1. Pengemasan Ikan Sistem Terbuka
 Yaitu ikan hidup yang diangkut dengan wadah atau tempat yang media airnya masih dapat berhubungan dengan udara bebas.Pengankutan sistem ini biasa digunakan untuk pengangkutan jarak dekat dan membutuhkan waktu yang tidak begitu lama.Terdapat kelebihan dan kekurangan dari sistem ini. Kelebihannya antara lain difusi oksigen melalui udara ke media air masih dapat berlangsung, dapat dilakukan penambahan oksigen melalui aerator, dan dapat dilakukan pergantian air sebagian selama perjalanan. Sementara kekurangannya dapat membahayakan ikan dan tidak dapat dilakukan untuk pengiriman menggunakan pesawat terbang.Sistem ini sangat cocok untuk pengiriman ikan ukuran konsumsi.

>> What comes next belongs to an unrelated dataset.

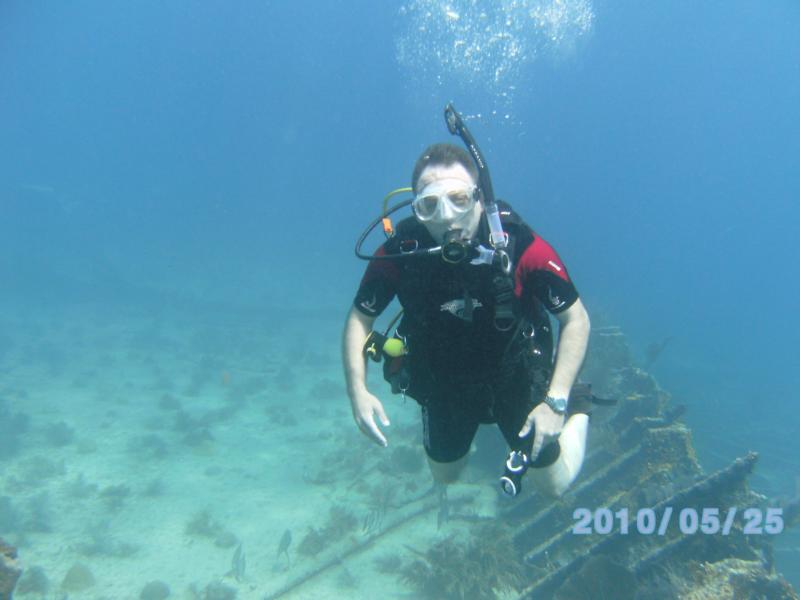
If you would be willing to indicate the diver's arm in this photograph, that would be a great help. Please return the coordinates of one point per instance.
(365, 406)
(573, 337)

2. Pengemasan Ikan Sistem Tertutup
Yaitu pengemasan ikan hidup yang dilakukan dengan tempat atau wadah tertutup, udara dari luar tidak dapat masuk kedalam media tersebut. Pengemasan dengan cara ini dapat dilakukan untuk pengangkutan jarak jauh. Seperti halnya dengan sistem terbuka, pengemasan sistem tertutup ini juga memiliki kelebihan dan kekurangan. Kelebihannya antara lain media air tahan terhadap guncangan selama pengangkutan, dapat dilakukan untuk pengangkutan jarak jauh (dengan pesawat terbang), memudahkan penataan dalam pemanfaatan tempat selama pengangkutan. Sementara kekurangannya antara lain adalah media air tidak dapat bersentuhan dengan udara langsung (tidak ada difusi oksigen dari udara) sehingga tidak ada suplai oksigen tambahan, tidak dapat dilakukan pergantian air, dan memerlukan kecermatan dalam memperhitungkan kebutuhan oksigen dengan lama waktu perjalanan.
Hasil tangkapan dimasukkan ke dalam pengemas dari kayu atau plastik yang sama, biasa juga digunakan untuk pendistribusian akhir-akhir ini pemakaian kayu sudah agak dikurangi.  Bak plastik yang lebih higienis, ringan dan kuat diganti oleh plastik yang terbuat dari Low Density Polyethilene (LDPE), Hight Density Polyethilene (HDPE).  Idealnya bak ikan hendaknya mempunyai beberapa sifat :
1.      Cukup ukuran untuk berbagai ukuran yang ditangani
2.      Mudah dibersihkan, disimpan efektif untuk transportasi ikan dingin
3.      Memudahkan dalam penentuan berat ikan ketika ikan dipasarkan
4.      Murah harganya
Bila menggunakan es maka box ikan harus mempunyai lubang, untuk memudahkan pembuangan air es yang meleleh.



Aktivitas Perbelakan
       
Sebelum melaut, penting bagi nelayan untuk mempersiapkan segala perbekalan.Perbekalan yang dimaksud adalah seperti bahan bakar, persiapan alat tangkap dan konsumsi untuk nelayan.Perbekalan disiapkan ketika nelayan masih di darat.Perbekalan disiapkan sesuai dengan lama waktu penangkapan.

Aktivitas Pengolahan Ikan
       
Pengolahan ikan, dilakukan dengan tujuan untuk menghambat atau menghentikan zat-zat (reaksi enzim) dan pertumbuhan mikroorganisme (mahluk hidup ) yang dapat menimbulkan proses pembusukan pada ikan.
Dasar pengawetan secara umum adalah :
1. Untuk menghambat perkembangan organism pembusuk
2. Menghancurkan organism pembusuk
Pengolahan ikan dibagi menjadi 2 kelompok yaitu :
1. Pengolahan tradisional (penggaraman, pengeringan, fermentasi, pengasapan, perebusan, pemindangan dll.)
2. Pengolahan modern (chilling, freezing, bottling, canning, smok )
Pengolahan hasil perikanan secara tradisionla mempunyai berbagai cirri antara lain :
a. Usahanya bersifat rumah tangga
b. Lokasi umumnya dekat dengan sumber bahan baku (daerah pesisir )
c. Skala usaha rata-rata kecil
d. Pengetahuan pengolahan rendah
e. Ketrampilan yang diperoleh secara turun temurun
f. Modal usaha kecil
g. Peralatan yang digunakan sederhana
h. Sanitasi dan higienis kurang diperhatikan.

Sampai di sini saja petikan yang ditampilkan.